Her baby due, she had no cot or furniture, and her abusive former partner was encouraging her to come home.
Councillor Grimshaw said: “I somehow kept strong and didn’t go back, I had my baby and five days later I was given the keys to my own council home.
“I was overjoyed with happiness, I was safe I had my own home, with my own front door that I could lock, where I was in control of my life and not subject to the abusive demands of another.
“Never again would I be locked out! This was a turning point in my life – I was free.
“Free to make my own decisions, to begin my lifelong learning journey which took me to education and empowerment and activism and allowed me to fly and become the person I should have been before.
“I am standing here in this chamber today only because I was supported and encouraged to be strong and given the one thing that made it all possible and that was a safe home.
“We must support this motion to ensure that all person subjected to domestic abuse have the chance to be free.”
Labour councillor Gill Williams put forward the request for the chief executive to ask for an amendment to the new law.
She told councillors 53 per cent of women who have experienced domestic abuse were prevented from making a homelessness application by their local council.
A study by St Mungo’s found 16 per cent of homeless men had experience violence and or abuse from a partner.
She said: “Extending automatic priority need to all survivors would remove the requirement to prove vulnerability.
“This is an important amendment and would make the Domestic Abuse Bill more meaningful and would significantly help to change the culture around how survivors are dealt with when presenting as homeless and in need of help.”
Labour councillor Amanda Evans seconded Councillor Williams’ motion and spoke in support, saying 725 women and 35 men are killed each year by their partner or ex-partner.
She said: “Domestic abuse should never be taken lightly, or looked away from, or seen as just a bit of relationship dysfunction.
“I’m sure most of us think that we don’t do that, that we know that this is very much life or death stuff.

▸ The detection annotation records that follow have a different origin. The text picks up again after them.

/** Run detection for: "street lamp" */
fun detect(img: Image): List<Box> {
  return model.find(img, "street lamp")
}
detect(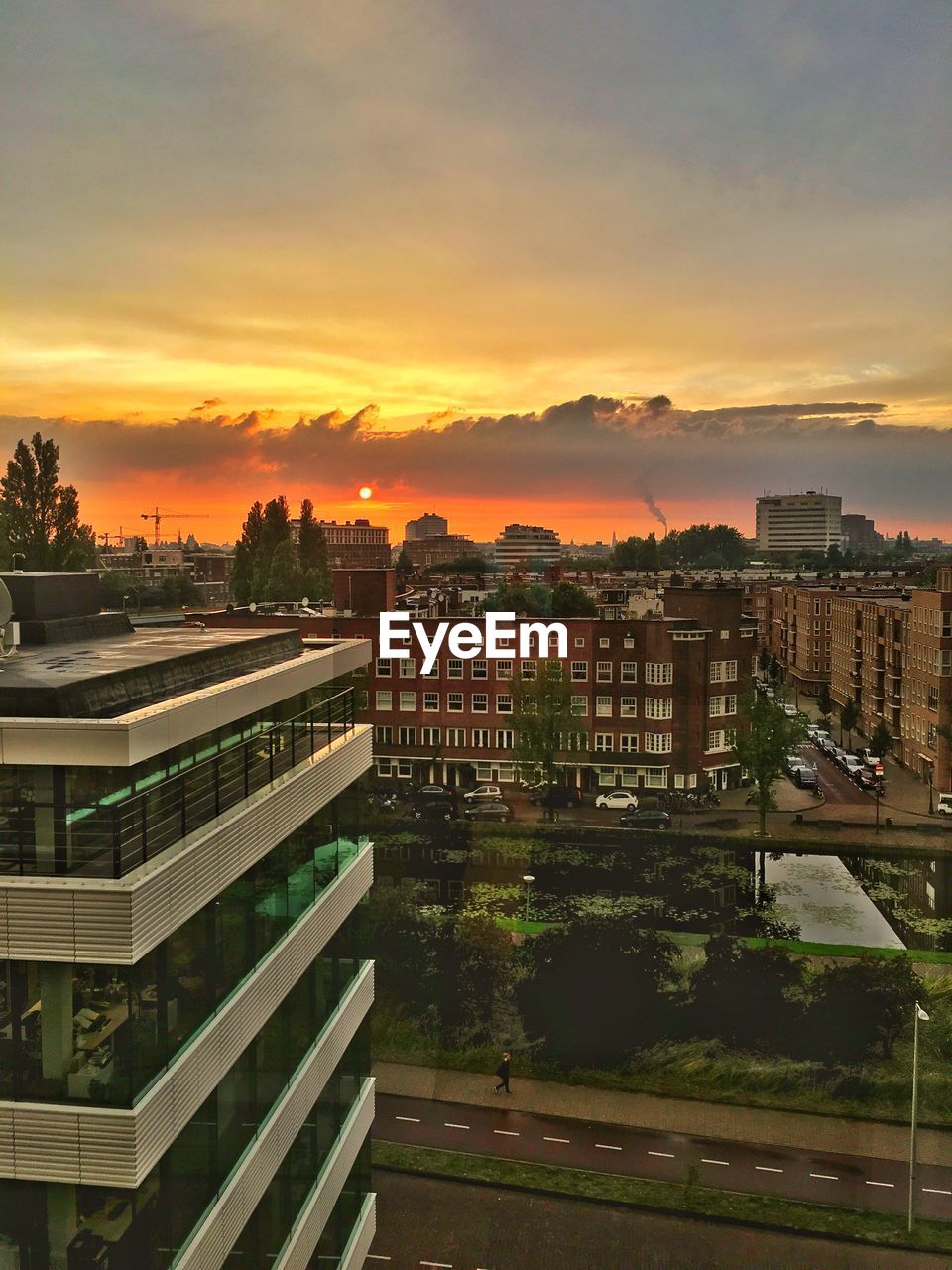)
[908,1001,929,1234]
[522,874,536,922]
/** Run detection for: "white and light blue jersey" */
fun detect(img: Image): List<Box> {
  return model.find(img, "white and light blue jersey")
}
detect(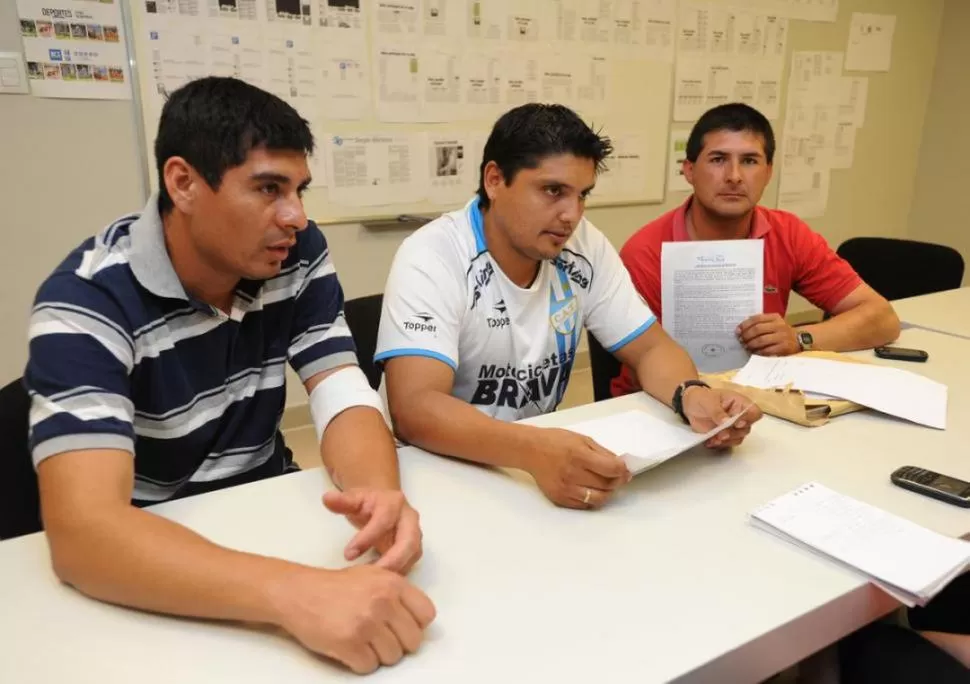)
[374,197,656,420]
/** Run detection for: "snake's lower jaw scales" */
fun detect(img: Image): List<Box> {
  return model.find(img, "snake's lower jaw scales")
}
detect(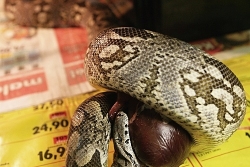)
[82,27,246,166]
[5,0,246,167]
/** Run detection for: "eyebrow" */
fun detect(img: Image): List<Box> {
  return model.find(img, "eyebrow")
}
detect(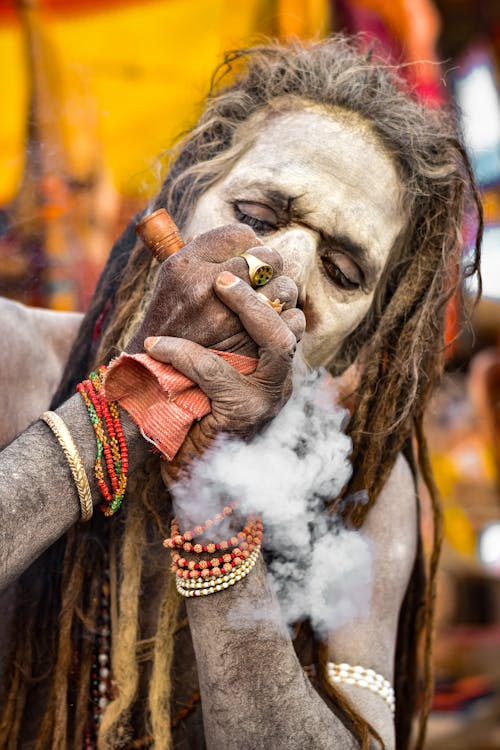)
[234,181,379,286]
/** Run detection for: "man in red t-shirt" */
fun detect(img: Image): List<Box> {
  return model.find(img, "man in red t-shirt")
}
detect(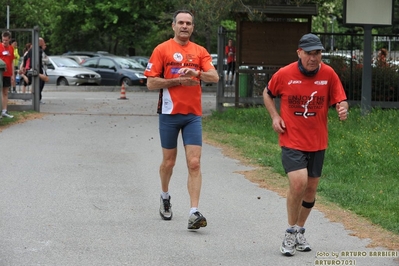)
[0,31,15,118]
[263,34,349,256]
[144,10,219,229]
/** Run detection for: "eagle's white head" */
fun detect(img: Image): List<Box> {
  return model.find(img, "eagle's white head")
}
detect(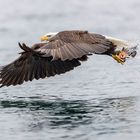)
[40,32,58,41]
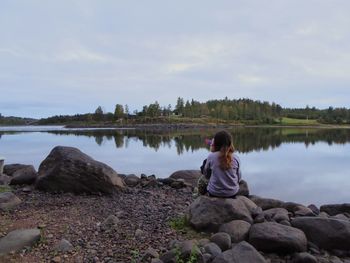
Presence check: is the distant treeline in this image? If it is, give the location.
[0,113,38,125]
[41,127,350,154]
[26,97,350,124]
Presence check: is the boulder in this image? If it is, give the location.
[264,208,289,223]
[169,170,202,187]
[307,204,320,215]
[124,174,141,187]
[203,242,222,258]
[293,252,318,263]
[249,222,307,253]
[36,146,124,194]
[212,241,266,263]
[249,195,284,210]
[282,202,307,213]
[4,163,30,177]
[237,180,249,197]
[0,229,40,255]
[10,165,38,185]
[219,220,251,243]
[320,203,350,216]
[189,196,253,231]
[293,205,317,217]
[0,174,11,185]
[291,217,350,250]
[0,192,22,211]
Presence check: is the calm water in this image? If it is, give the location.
[0,127,350,205]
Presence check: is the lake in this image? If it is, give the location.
[0,126,350,205]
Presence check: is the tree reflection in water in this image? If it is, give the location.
[32,127,350,155]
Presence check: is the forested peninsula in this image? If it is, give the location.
[0,97,350,127]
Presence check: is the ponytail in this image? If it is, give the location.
[219,145,234,170]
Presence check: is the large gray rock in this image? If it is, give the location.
[4,163,28,177]
[0,192,22,211]
[203,242,222,258]
[0,174,11,185]
[212,241,266,263]
[264,208,289,223]
[249,222,307,253]
[292,217,350,251]
[237,180,249,196]
[250,195,284,210]
[169,170,202,187]
[36,146,124,194]
[189,196,256,231]
[320,203,350,216]
[219,220,251,243]
[0,229,40,255]
[10,165,38,185]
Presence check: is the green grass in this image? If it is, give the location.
[168,215,209,239]
[277,117,320,126]
[0,185,12,193]
[168,216,189,231]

“And yet, the law doesn’t treat it as such, or require (and pay for) councils to do so.”
Conservative councillor Mary Mears congratulated and thanked all speakers for their moving speech.
She praised Councillor Evans in particular for raising the issue of male victims.
Councillor Mears said: “I think often most people associate it, quite rightly, with women and young children.
“But there is also domestic violence around men that sometimes not as highlighted as it should be.”
Labour councillor Kate Knight spoke of domestic abuse as a hidden crime from her experience based on 25 years working in criminal justice, as a defence solicitor and then a probation officer.
She said: “Finding oneself in a position of being subjected to domestic abuse is not a situation that occurs overnight. The process is long and subtle.
“It often starts with flattery, with protestations of love, of wanting to care and protect a person and slowly but insidiously slips into undermining, coercion, control and violence – often fatal violence.”
Green councillor Hannah Clare received unanimous support for her amendment asking for the authority’s Policy and Resources Committee to protect funding for violence against women and girls programmes.
Councillor Hannah said: “There is more we can do to support survivors. We can support our third sector services in the city.
“We can increase affordable housing to provide more avenues for survivors to leave.”
Councillors voted unanimously to support the A Safe Home campaign, and ask for the Domestic Abuse Bill to be amended to include a requirement that all domestic abuse survivors presenting as homeless should be considered a priority.